As the baby matures, he develops an increased interest in both the mother and the outside world. Not yet able to understand that she exists outside of his view, parents often first notice their baby’s first outward signs of separation anxiety during this time as the baby continually “checks back,” looking at other things but then looking for the mother as a reassurance that she is still present. Often, babies are most comfortable to express interest in outside stimuli when they feel safe in their mother’s arms during this phase. Consistent access to the mother aids the baby’s emotional well-being and while it first appears about this time, this need may continue well into the practicing sub-phase.

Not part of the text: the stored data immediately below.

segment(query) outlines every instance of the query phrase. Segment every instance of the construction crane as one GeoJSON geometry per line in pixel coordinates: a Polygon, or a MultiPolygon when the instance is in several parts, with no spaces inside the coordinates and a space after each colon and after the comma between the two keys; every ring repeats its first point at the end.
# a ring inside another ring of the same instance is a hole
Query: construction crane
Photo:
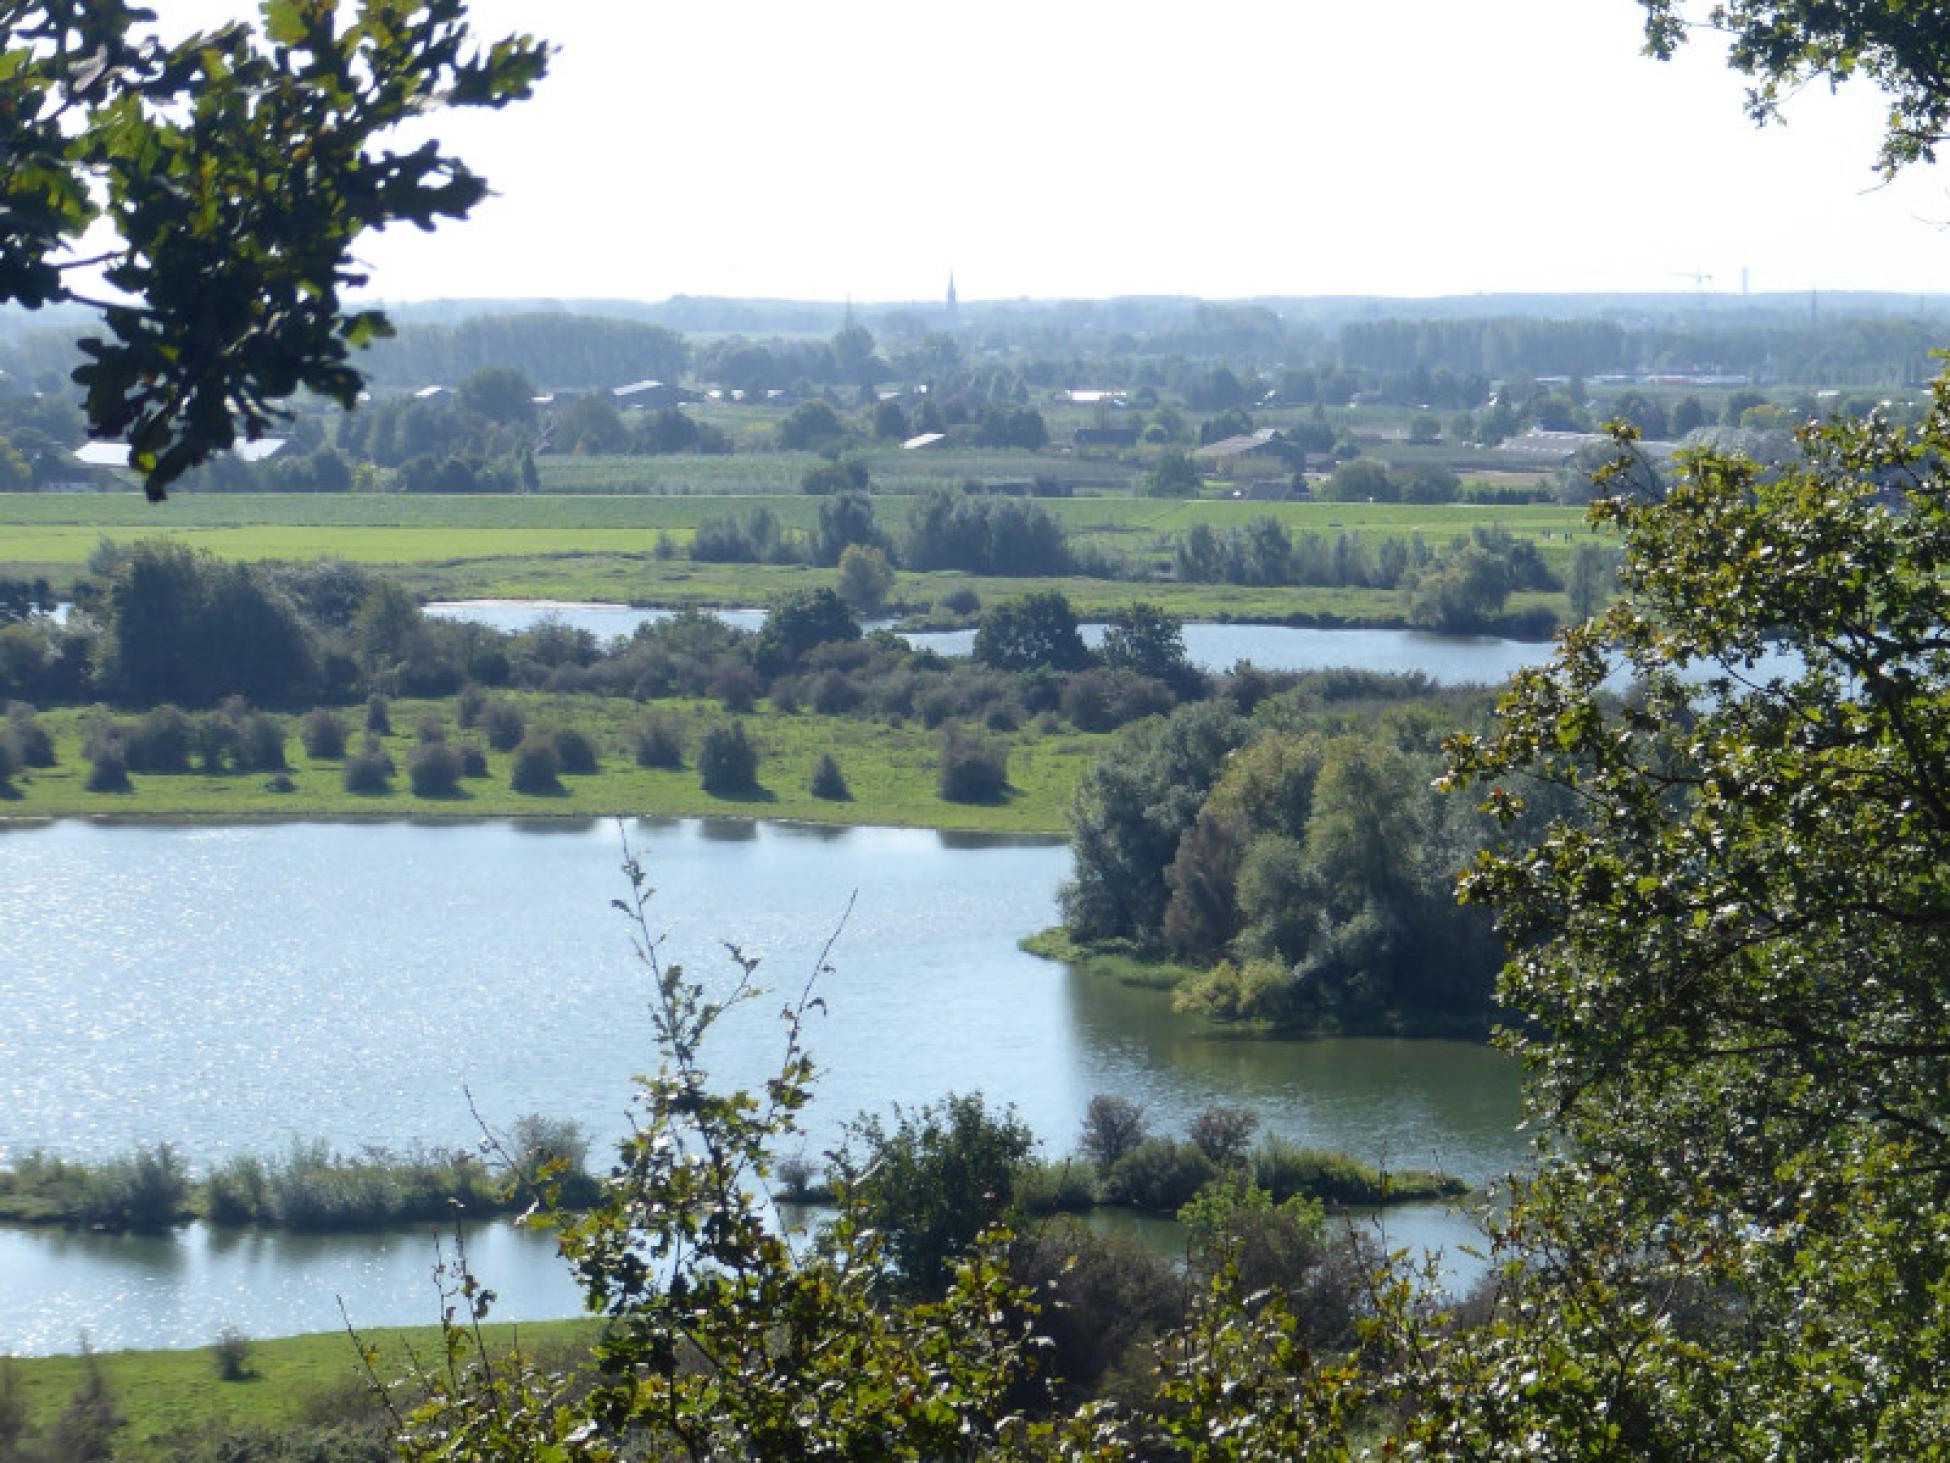
{"type": "Polygon", "coordinates": [[[1666,273],[1670,274],[1674,279],[1690,279],[1696,289],[1704,290],[1708,285],[1713,283],[1712,275],[1703,274],[1697,269],[1669,269],[1666,273]]]}

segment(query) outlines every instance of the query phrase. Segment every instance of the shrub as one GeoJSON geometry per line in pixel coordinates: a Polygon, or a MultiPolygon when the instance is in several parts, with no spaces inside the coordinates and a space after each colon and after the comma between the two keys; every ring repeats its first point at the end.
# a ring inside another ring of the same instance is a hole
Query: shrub
{"type": "Polygon", "coordinates": [[[1099,1092],[1083,1110],[1083,1133],[1077,1139],[1077,1151],[1108,1172],[1118,1159],[1149,1136],[1144,1127],[1143,1107],[1128,1097],[1099,1092]]]}
{"type": "Polygon", "coordinates": [[[206,711],[190,723],[190,741],[203,770],[221,772],[237,757],[237,724],[221,712],[206,711]]]}
{"type": "Polygon", "coordinates": [[[347,792],[391,792],[395,770],[393,759],[379,745],[379,738],[368,733],[365,747],[347,757],[340,767],[339,782],[347,792]]]}
{"type": "Polygon", "coordinates": [[[374,695],[367,700],[366,730],[379,737],[393,734],[392,707],[387,704],[384,696],[374,695]]]}
{"type": "Polygon", "coordinates": [[[1193,1144],[1147,1138],[1104,1175],[1104,1202],[1175,1214],[1217,1175],[1193,1144]]]}
{"type": "Polygon", "coordinates": [[[812,781],[806,785],[806,790],[829,803],[844,803],[853,797],[846,785],[846,774],[840,771],[840,764],[833,760],[831,752],[820,756],[819,765],[813,768],[812,781]]]}
{"type": "Polygon", "coordinates": [[[812,709],[821,716],[844,716],[859,706],[860,688],[844,671],[821,671],[812,686],[812,709]]]}
{"type": "Polygon", "coordinates": [[[564,772],[584,777],[596,770],[596,744],[575,727],[565,726],[555,733],[555,755],[564,772]]]}
{"type": "Polygon", "coordinates": [[[684,765],[684,734],[666,716],[646,717],[636,729],[636,765],[676,770],[684,765]]]}
{"type": "Polygon", "coordinates": [[[515,1119],[508,1136],[515,1192],[532,1192],[552,1184],[557,1199],[567,1207],[594,1202],[598,1185],[589,1172],[589,1137],[581,1124],[523,1113],[515,1119]]]}
{"type": "Polygon", "coordinates": [[[955,714],[955,693],[946,686],[937,686],[921,697],[915,710],[921,714],[921,725],[933,731],[955,714]]]}
{"type": "Polygon", "coordinates": [[[343,757],[345,736],[345,722],[322,706],[306,712],[305,719],[298,723],[298,741],[305,755],[320,761],[337,761],[343,757]]]}
{"type": "Polygon", "coordinates": [[[1259,1126],[1259,1114],[1249,1107],[1213,1106],[1192,1119],[1189,1136],[1198,1151],[1217,1164],[1244,1155],[1259,1126]]]}
{"type": "Polygon", "coordinates": [[[521,713],[506,701],[489,701],[482,706],[478,722],[481,735],[497,752],[512,752],[521,745],[521,739],[528,730],[521,713]]]}
{"type": "Polygon", "coordinates": [[[1016,1170],[1016,1203],[1025,1214],[1078,1214],[1097,1202],[1087,1163],[1037,1163],[1016,1170]]]}
{"type": "Polygon", "coordinates": [[[34,719],[34,708],[16,701],[7,708],[6,739],[22,767],[52,767],[54,738],[34,719]]]}
{"type": "Polygon", "coordinates": [[[982,713],[982,725],[992,732],[1012,732],[1021,724],[1016,708],[1007,701],[991,701],[982,713]]]}
{"type": "Polygon", "coordinates": [[[406,754],[406,780],[416,798],[451,798],[460,793],[460,753],[443,742],[421,742],[406,754]]]}
{"type": "Polygon", "coordinates": [[[941,796],[951,803],[999,802],[1009,790],[1008,754],[950,729],[941,743],[941,796]]]}
{"type": "Polygon", "coordinates": [[[253,1224],[270,1204],[264,1161],[240,1153],[203,1183],[203,1213],[212,1224],[253,1224]]]}
{"type": "Polygon", "coordinates": [[[778,1196],[788,1204],[816,1204],[832,1197],[832,1189],[819,1174],[813,1161],[803,1153],[792,1153],[779,1160],[776,1175],[778,1196]]]}
{"type": "Polygon", "coordinates": [[[1380,1170],[1372,1164],[1276,1137],[1253,1154],[1253,1179],[1276,1201],[1297,1194],[1334,1204],[1375,1204],[1384,1187],[1380,1170]]]}
{"type": "Polygon", "coordinates": [[[749,792],[757,785],[758,749],[735,721],[720,722],[697,749],[698,782],[709,793],[749,792]]]}
{"type": "Polygon", "coordinates": [[[486,777],[488,775],[487,753],[475,742],[462,742],[459,748],[460,775],[462,777],[486,777]]]}
{"type": "Polygon", "coordinates": [[[83,784],[90,792],[127,792],[129,790],[129,764],[118,747],[99,748],[88,759],[88,781],[83,784]]]}
{"type": "Polygon", "coordinates": [[[236,740],[232,750],[239,767],[249,772],[285,770],[282,721],[261,711],[253,711],[235,726],[236,740]]]}
{"type": "Polygon", "coordinates": [[[251,1365],[250,1337],[235,1326],[225,1326],[217,1333],[216,1344],[210,1348],[210,1359],[216,1365],[219,1381],[248,1382],[257,1375],[257,1368],[251,1365]]]}
{"type": "Polygon", "coordinates": [[[0,737],[0,792],[13,786],[13,775],[19,770],[20,758],[14,753],[13,743],[6,737],[0,737]]]}
{"type": "Polygon", "coordinates": [[[481,719],[481,708],[487,705],[487,692],[479,686],[465,687],[454,706],[454,720],[464,731],[481,719]]]}
{"type": "Polygon", "coordinates": [[[982,608],[982,597],[964,584],[959,588],[949,590],[940,599],[936,600],[935,604],[951,615],[966,617],[980,612],[982,608]]]}
{"type": "Polygon", "coordinates": [[[521,745],[515,748],[508,786],[531,796],[560,792],[561,772],[562,759],[556,754],[553,737],[524,737],[521,745]]]}
{"type": "Polygon", "coordinates": [[[79,1218],[101,1229],[155,1232],[183,1217],[189,1197],[188,1168],[173,1147],[158,1143],[91,1169],[79,1218]]]}
{"type": "Polygon", "coordinates": [[[439,717],[423,716],[420,724],[413,728],[413,737],[421,742],[444,742],[447,740],[447,728],[439,717]]]}
{"type": "Polygon", "coordinates": [[[742,660],[726,656],[718,662],[706,689],[726,711],[742,716],[758,703],[758,672],[742,660]]]}
{"type": "Polygon", "coordinates": [[[174,706],[143,713],[130,730],[127,757],[131,772],[187,772],[195,728],[174,706]]]}

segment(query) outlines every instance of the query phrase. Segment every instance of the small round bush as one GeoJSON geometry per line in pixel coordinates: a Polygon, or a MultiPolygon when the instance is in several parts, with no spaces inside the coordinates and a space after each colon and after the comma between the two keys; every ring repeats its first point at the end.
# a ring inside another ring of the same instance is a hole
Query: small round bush
{"type": "Polygon", "coordinates": [[[844,671],[822,671],[813,682],[812,709],[821,716],[845,716],[864,699],[844,671]]]}
{"type": "Polygon", "coordinates": [[[586,777],[596,770],[596,744],[572,726],[565,726],[555,733],[555,755],[562,763],[562,770],[577,777],[586,777]]]}
{"type": "Polygon", "coordinates": [[[481,708],[487,705],[487,692],[479,686],[468,686],[460,693],[454,707],[454,720],[464,731],[481,719],[481,708]]]}
{"type": "Polygon", "coordinates": [[[545,793],[562,791],[558,781],[562,772],[562,759],[556,755],[555,740],[552,737],[531,736],[522,740],[515,748],[514,763],[508,774],[508,786],[516,792],[540,796],[545,793]]]}
{"type": "Polygon", "coordinates": [[[124,755],[135,772],[187,772],[196,730],[174,706],[158,706],[143,713],[129,733],[124,755]]]}
{"type": "Polygon", "coordinates": [[[697,776],[706,792],[750,792],[758,778],[758,749],[737,722],[724,722],[704,734],[697,749],[697,776]]]}
{"type": "Polygon", "coordinates": [[[833,760],[831,752],[821,756],[819,765],[813,768],[807,791],[829,803],[844,803],[853,797],[846,785],[846,774],[840,771],[840,764],[833,760]]]}
{"type": "Polygon", "coordinates": [[[951,731],[941,744],[936,787],[951,803],[999,802],[1009,790],[1008,756],[999,747],[951,731]]]}
{"type": "Polygon", "coordinates": [[[462,777],[486,777],[488,775],[487,753],[474,742],[460,744],[460,775],[462,777]]]}
{"type": "Polygon", "coordinates": [[[439,717],[423,716],[420,724],[413,728],[413,736],[421,742],[444,742],[447,740],[447,728],[439,717]]]}
{"type": "Polygon", "coordinates": [[[1174,1214],[1218,1172],[1195,1144],[1147,1138],[1104,1175],[1104,1199],[1156,1214],[1174,1214]]]}
{"type": "Polygon", "coordinates": [[[935,603],[951,615],[972,615],[982,607],[982,597],[967,585],[951,589],[935,603]]]}
{"type": "Polygon", "coordinates": [[[444,741],[421,742],[406,754],[406,780],[416,798],[451,798],[460,792],[460,753],[444,741]]]}
{"type": "Polygon", "coordinates": [[[298,723],[299,745],[307,757],[321,762],[336,762],[345,755],[345,737],[345,722],[322,706],[306,712],[298,723]]]}
{"type": "Polygon", "coordinates": [[[6,739],[23,767],[52,767],[54,738],[34,719],[34,708],[16,702],[7,709],[6,739]]]}
{"type": "Polygon", "coordinates": [[[291,774],[289,772],[273,772],[269,777],[264,779],[264,790],[266,792],[280,793],[296,792],[298,790],[298,784],[291,780],[291,774]]]}
{"type": "Polygon", "coordinates": [[[13,775],[20,770],[20,756],[14,751],[14,744],[6,737],[0,737],[0,792],[13,787],[13,775]]]}
{"type": "Polygon", "coordinates": [[[196,745],[197,761],[205,772],[221,772],[226,762],[250,770],[250,764],[239,751],[237,723],[222,712],[206,711],[197,717],[190,725],[190,740],[196,745]]]}
{"type": "Polygon", "coordinates": [[[1021,718],[1007,701],[991,701],[982,713],[982,725],[992,732],[1012,732],[1021,725],[1021,718]]]}
{"type": "Polygon", "coordinates": [[[707,689],[726,711],[743,716],[758,704],[758,673],[742,660],[727,656],[718,662],[707,689]]]}
{"type": "Polygon", "coordinates": [[[921,697],[915,709],[921,713],[921,725],[933,731],[955,714],[955,693],[938,686],[921,697]]]}
{"type": "Polygon", "coordinates": [[[249,772],[285,770],[282,721],[261,711],[253,711],[236,723],[236,728],[237,738],[232,745],[232,755],[236,757],[239,767],[249,772]]]}
{"type": "Polygon", "coordinates": [[[483,706],[478,724],[481,735],[487,738],[487,744],[497,752],[512,752],[521,745],[521,739],[527,732],[527,724],[522,721],[521,713],[506,701],[490,701],[483,706]]]}
{"type": "Polygon", "coordinates": [[[88,759],[88,781],[84,784],[90,792],[127,792],[129,790],[129,764],[120,750],[102,747],[88,759]]]}
{"type": "Polygon", "coordinates": [[[684,765],[684,734],[677,723],[665,716],[647,718],[636,729],[636,765],[664,767],[672,771],[684,765]]]}
{"type": "Polygon", "coordinates": [[[384,696],[374,696],[366,702],[366,730],[374,736],[392,735],[393,709],[384,696]]]}
{"type": "Polygon", "coordinates": [[[365,750],[355,752],[345,759],[339,768],[339,782],[347,792],[386,793],[393,790],[393,759],[386,755],[385,748],[376,742],[368,742],[365,750]]]}

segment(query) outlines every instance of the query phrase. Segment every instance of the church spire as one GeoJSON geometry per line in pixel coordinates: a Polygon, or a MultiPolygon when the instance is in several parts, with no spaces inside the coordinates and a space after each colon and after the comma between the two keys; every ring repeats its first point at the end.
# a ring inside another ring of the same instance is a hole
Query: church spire
{"type": "Polygon", "coordinates": [[[955,272],[948,271],[948,324],[953,328],[959,322],[959,310],[955,302],[955,272]]]}

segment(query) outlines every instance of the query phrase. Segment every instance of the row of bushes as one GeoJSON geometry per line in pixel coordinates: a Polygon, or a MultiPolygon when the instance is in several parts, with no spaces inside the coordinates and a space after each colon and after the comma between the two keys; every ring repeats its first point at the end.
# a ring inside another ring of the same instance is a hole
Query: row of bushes
{"type": "Polygon", "coordinates": [[[168,1143],[98,1164],[36,1150],[0,1169],[0,1219],[153,1233],[201,1213],[222,1225],[372,1229],[441,1220],[456,1210],[512,1211],[544,1184],[554,1184],[574,1208],[596,1192],[588,1147],[576,1124],[528,1115],[500,1145],[503,1161],[492,1165],[445,1149],[346,1155],[322,1141],[300,1142],[276,1158],[227,1159],[201,1183],[168,1143]]]}
{"type": "MultiPolygon", "coordinates": [[[[231,719],[228,713],[190,717],[173,706],[163,706],[133,723],[96,722],[84,746],[91,764],[86,785],[95,792],[121,792],[130,786],[131,770],[188,771],[189,749],[203,745],[206,729],[212,727],[226,733],[226,747],[262,749],[254,754],[255,760],[237,754],[228,764],[235,770],[284,769],[282,723],[257,712],[241,713],[241,717],[241,721],[231,719]]],[[[497,751],[511,753],[508,783],[516,792],[530,796],[560,793],[563,776],[587,776],[600,770],[600,753],[587,733],[572,726],[531,730],[518,708],[482,697],[475,688],[460,698],[459,721],[462,726],[480,729],[497,751]]],[[[300,720],[299,741],[312,759],[341,763],[340,782],[347,792],[382,796],[393,791],[393,779],[400,773],[399,763],[380,740],[381,732],[390,726],[384,698],[373,699],[366,725],[362,743],[352,750],[348,746],[352,733],[345,718],[320,707],[300,720]]],[[[992,720],[990,725],[1012,729],[1014,724],[992,720]]],[[[37,725],[34,729],[40,731],[37,725]]],[[[405,759],[407,783],[415,797],[459,797],[464,781],[489,775],[487,753],[482,747],[472,741],[450,742],[445,725],[438,719],[423,720],[416,728],[416,737],[405,759]]],[[[629,734],[624,750],[639,767],[681,769],[684,733],[674,718],[653,714],[629,734]]],[[[713,726],[698,746],[699,782],[705,791],[722,797],[750,793],[759,785],[759,755],[741,723],[713,726]]],[[[4,766],[0,763],[0,768],[4,766]]],[[[221,758],[209,758],[203,766],[206,771],[217,771],[226,763],[221,758]]],[[[284,786],[289,790],[288,782],[284,786]]],[[[950,802],[994,802],[1006,795],[1008,786],[1006,751],[949,724],[942,738],[937,782],[941,796],[950,802]]],[[[830,753],[815,765],[808,790],[827,801],[843,802],[851,797],[845,773],[830,753]]]]}

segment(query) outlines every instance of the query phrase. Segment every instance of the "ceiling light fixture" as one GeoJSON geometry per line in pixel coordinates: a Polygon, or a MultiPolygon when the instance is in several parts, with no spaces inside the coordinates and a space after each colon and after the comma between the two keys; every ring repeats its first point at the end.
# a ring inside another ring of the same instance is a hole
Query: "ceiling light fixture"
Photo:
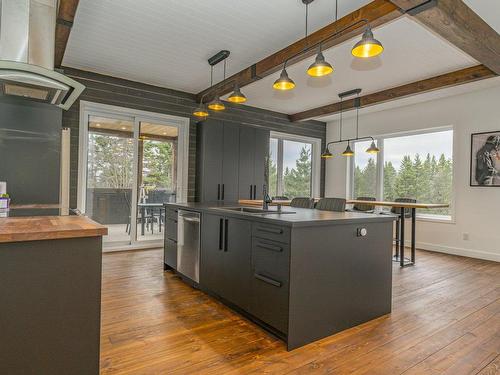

Sub-phase Two: Practicing - 10 to 16 Months

As children’s mobility increases, they are able to explore their environment with an autonomy that was previously impossible. Still not ready for extended separation from their mothers, crawlers and beginning walkers will sometimes choose to separate briefly from their mums, but will typically return quickly for assurance and comfort. Some independent play time is enjoyed, but often the baby is only comfortable to play on their own when the mother is within the child’s line of sight. Mothers who are able to release their children to a beginning level of independent exploration whilst staying nearby will provide their baby with the ability to take pleasure in their growing world. Mahler described this “hatching” as the true birth the individual occurs, with the child beginning to have a basic sense of self not directly connected to the mother.

Sub-phase Three: Rapprochement - 16 to 24 Months

As parents of toddlers know, they can be a confusing bunch. One minute, they are running from their mothers, refusing her attention or wishes, and the next they are anxiously clinging to her. Mahler referred to this as “ambitendency” and explained that this behaviour is representative of a toddler’s sometimes opposing desires and needs. It is during these months that children first get a real sense that they are individuals, separate from their mothers, which is both an exhilarating and frightening discovery.
Toddlers continue to take pleasure in exploring their environment, but during this phase, much of their growth comes from socialisation. Imitation of others is common (much to the amusement and sometimes dismay of parents!), as is the tendency to want the things that others have, taking them by force if necessary. Mahler also observed that toddlers often become a bit “low key” when they are not around their mothers, and may withdraw a bit into themselves. Unlike when they were babies, toddlers learn that their emotional needs are not automatically sensed or tended to, so they may be especially demanding of their mother’s attention. When they don’t get their way, frustrated toddlers often resort to throwing temper tantrums. Now aren’t you glad to hear that your little one’s behaviour is perfectly normal?!

Sub-phase Four: Consolidation and Object Constancy - 24 to 36 Months

At some point around the second birthday, children begin to be more comfortable separating from their mothers, knowing that they will return (object constancy). This ability makes it possible for two year olds to accept that they are unique from their mothers without anxiety, allowing the child to engage substitutes for the mother when she is absent.